Open gdalle opened this issue 3 months ago • 14 comments

Goal: enable users to check the aliasing between primal and shadow when runtime activity is on (https://enzymead.github.io/Enzyme.jl/stable/faq/#faq-runtime-activity):

Enabling runtime activity does therefore, come with a sharp edge, which is that if the computed derivative of a function is mutable, one must also check to see if the primal and shadow represent the same pointer, and if so the true derivative of the function is actually zero.

Related:

  • https://github.com/EnzymeAD/Enzyme.jl/pull/2559#discussion_r2342976028
  • https://github.com/JuliaDiff/DifferentiationInterface.jl/issues/666#issuecomment-3279224954
  • https://github.com/JuliaDiff/DifferentiationInterface.jl/pull/850

gdalle avatar Sep 17 '25 07:09 gdalle

this is likely a fairly generic question and I'd recommend you seek help on this topic in upstream julia if myself of @vchuravy are unable to help you figure out how to implement this in a timely fashion

wsmoses avatar Sep 17 '25 18:09 wsmoses

The reason why I suggest Enzyme should implement this is because

  • as evidenced by our previous discussions, it is far from trivial to even find Julia functions that do something like that
  • the precise semantics that you need are not obvious (for example the documentation on runtime activity suggests using ===, which is apparently insufficient)
  • every Enzyme user will need this functionality to ensure that their runtime activity code is correct, not just me inside DI

gdalle avatar Sep 17 '25 19:09 gdalle

I'm in no rush to implement this, I just took a look to fix https://github.com/JuliaDiff/DifferentiationInterface.jl/issues/666 like you asked. And the answers I found make me think that if the checks are not available inside Enzyme, no other user besides DI will ever go to the trouble of trying to figure them out.

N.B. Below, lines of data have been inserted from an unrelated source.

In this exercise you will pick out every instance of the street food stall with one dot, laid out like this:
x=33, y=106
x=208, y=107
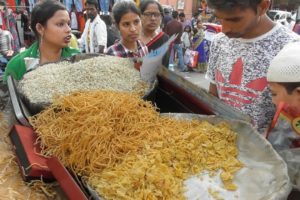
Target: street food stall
x=173, y=141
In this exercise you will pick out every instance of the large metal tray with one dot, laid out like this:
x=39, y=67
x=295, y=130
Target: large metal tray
x=264, y=175
x=24, y=108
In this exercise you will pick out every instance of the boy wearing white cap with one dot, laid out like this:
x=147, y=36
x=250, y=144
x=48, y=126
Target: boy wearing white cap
x=284, y=133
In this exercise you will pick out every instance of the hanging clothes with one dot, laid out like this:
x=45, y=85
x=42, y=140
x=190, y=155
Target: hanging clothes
x=11, y=4
x=2, y=13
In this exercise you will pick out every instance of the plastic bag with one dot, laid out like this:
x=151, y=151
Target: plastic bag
x=191, y=58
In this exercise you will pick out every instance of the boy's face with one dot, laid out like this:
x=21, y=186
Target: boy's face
x=280, y=94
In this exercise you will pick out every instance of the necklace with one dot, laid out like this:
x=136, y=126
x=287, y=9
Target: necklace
x=147, y=39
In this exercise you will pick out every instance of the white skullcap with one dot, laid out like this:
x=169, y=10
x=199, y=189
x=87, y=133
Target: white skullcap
x=285, y=67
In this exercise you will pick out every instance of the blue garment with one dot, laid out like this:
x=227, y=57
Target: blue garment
x=77, y=3
x=178, y=49
x=104, y=5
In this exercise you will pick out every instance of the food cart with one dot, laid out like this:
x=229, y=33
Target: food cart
x=174, y=94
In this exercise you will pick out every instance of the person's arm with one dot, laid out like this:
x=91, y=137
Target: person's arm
x=101, y=34
x=213, y=89
x=101, y=49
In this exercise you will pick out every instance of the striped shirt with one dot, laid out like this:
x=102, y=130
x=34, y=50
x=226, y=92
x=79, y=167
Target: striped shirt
x=5, y=41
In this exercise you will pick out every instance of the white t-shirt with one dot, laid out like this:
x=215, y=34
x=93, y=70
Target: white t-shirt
x=238, y=67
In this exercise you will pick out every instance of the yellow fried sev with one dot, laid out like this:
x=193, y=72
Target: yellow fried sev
x=128, y=151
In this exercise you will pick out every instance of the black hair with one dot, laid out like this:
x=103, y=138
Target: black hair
x=144, y=5
x=226, y=5
x=290, y=86
x=181, y=14
x=42, y=12
x=174, y=14
x=93, y=2
x=122, y=8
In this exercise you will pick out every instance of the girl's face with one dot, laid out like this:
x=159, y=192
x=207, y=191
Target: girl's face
x=130, y=27
x=280, y=94
x=57, y=31
x=151, y=18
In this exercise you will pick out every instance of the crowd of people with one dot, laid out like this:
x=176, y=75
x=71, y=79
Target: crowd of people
x=239, y=66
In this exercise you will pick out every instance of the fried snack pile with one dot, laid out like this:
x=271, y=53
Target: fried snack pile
x=127, y=150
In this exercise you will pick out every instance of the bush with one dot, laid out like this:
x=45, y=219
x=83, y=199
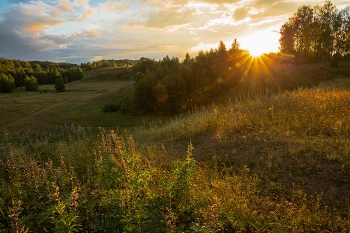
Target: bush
x=111, y=107
x=7, y=83
x=31, y=84
x=59, y=85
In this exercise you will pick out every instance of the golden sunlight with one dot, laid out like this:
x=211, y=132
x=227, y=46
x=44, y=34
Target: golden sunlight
x=260, y=42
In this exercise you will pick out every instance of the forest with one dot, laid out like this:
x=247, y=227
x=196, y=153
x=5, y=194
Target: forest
x=217, y=142
x=319, y=33
x=13, y=73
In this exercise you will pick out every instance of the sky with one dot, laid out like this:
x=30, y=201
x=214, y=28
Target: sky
x=81, y=31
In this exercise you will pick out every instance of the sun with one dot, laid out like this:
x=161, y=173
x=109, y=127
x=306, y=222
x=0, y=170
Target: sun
x=255, y=50
x=260, y=42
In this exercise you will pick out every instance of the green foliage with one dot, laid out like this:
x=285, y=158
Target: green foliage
x=44, y=71
x=110, y=107
x=7, y=83
x=31, y=84
x=316, y=34
x=59, y=85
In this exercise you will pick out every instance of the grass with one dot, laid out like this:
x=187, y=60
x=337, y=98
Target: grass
x=81, y=104
x=273, y=163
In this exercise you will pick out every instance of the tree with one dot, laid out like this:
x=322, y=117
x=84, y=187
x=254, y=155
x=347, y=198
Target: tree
x=7, y=83
x=286, y=39
x=30, y=83
x=59, y=85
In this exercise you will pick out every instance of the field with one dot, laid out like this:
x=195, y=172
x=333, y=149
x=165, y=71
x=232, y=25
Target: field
x=269, y=161
x=81, y=104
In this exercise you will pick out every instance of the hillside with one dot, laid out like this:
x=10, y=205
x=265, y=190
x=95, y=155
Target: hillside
x=275, y=162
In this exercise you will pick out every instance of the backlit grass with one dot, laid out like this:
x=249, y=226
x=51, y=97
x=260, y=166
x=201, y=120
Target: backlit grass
x=275, y=163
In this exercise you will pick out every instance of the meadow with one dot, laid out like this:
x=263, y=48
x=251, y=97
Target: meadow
x=270, y=161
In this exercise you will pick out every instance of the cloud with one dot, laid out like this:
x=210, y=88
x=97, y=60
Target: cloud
x=85, y=34
x=87, y=14
x=240, y=13
x=168, y=17
x=112, y=5
x=57, y=39
x=82, y=3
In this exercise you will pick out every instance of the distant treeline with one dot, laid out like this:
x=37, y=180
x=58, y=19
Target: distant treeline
x=107, y=63
x=45, y=72
x=169, y=86
x=321, y=33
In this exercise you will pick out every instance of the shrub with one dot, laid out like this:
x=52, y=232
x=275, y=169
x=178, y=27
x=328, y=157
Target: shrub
x=110, y=107
x=7, y=83
x=59, y=85
x=31, y=84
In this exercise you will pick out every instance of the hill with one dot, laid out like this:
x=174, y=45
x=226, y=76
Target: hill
x=275, y=162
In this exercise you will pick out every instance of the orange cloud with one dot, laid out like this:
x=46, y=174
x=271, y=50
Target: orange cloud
x=85, y=34
x=82, y=3
x=87, y=14
x=40, y=26
x=113, y=5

gdalle avatar Sep 17 '25 20:09 gdalle

I mean most users probably just have a single return type (e.g. array) function in which case the check is the simple one (if needed at all for their return type, e.g. not needed for float).

The complication for your case is wanting to do this as reflection in Julia, e.g. not for a fixed type

wsmoses avatar Sep 17 '25 20:09 wsmoses

I will also note, which goes to explain that DI will have significant work to implement, if you have say Tuple{Vector, Vector} as the return type, you must check each other the element tuples if they have equal pointers (if so it represents zero)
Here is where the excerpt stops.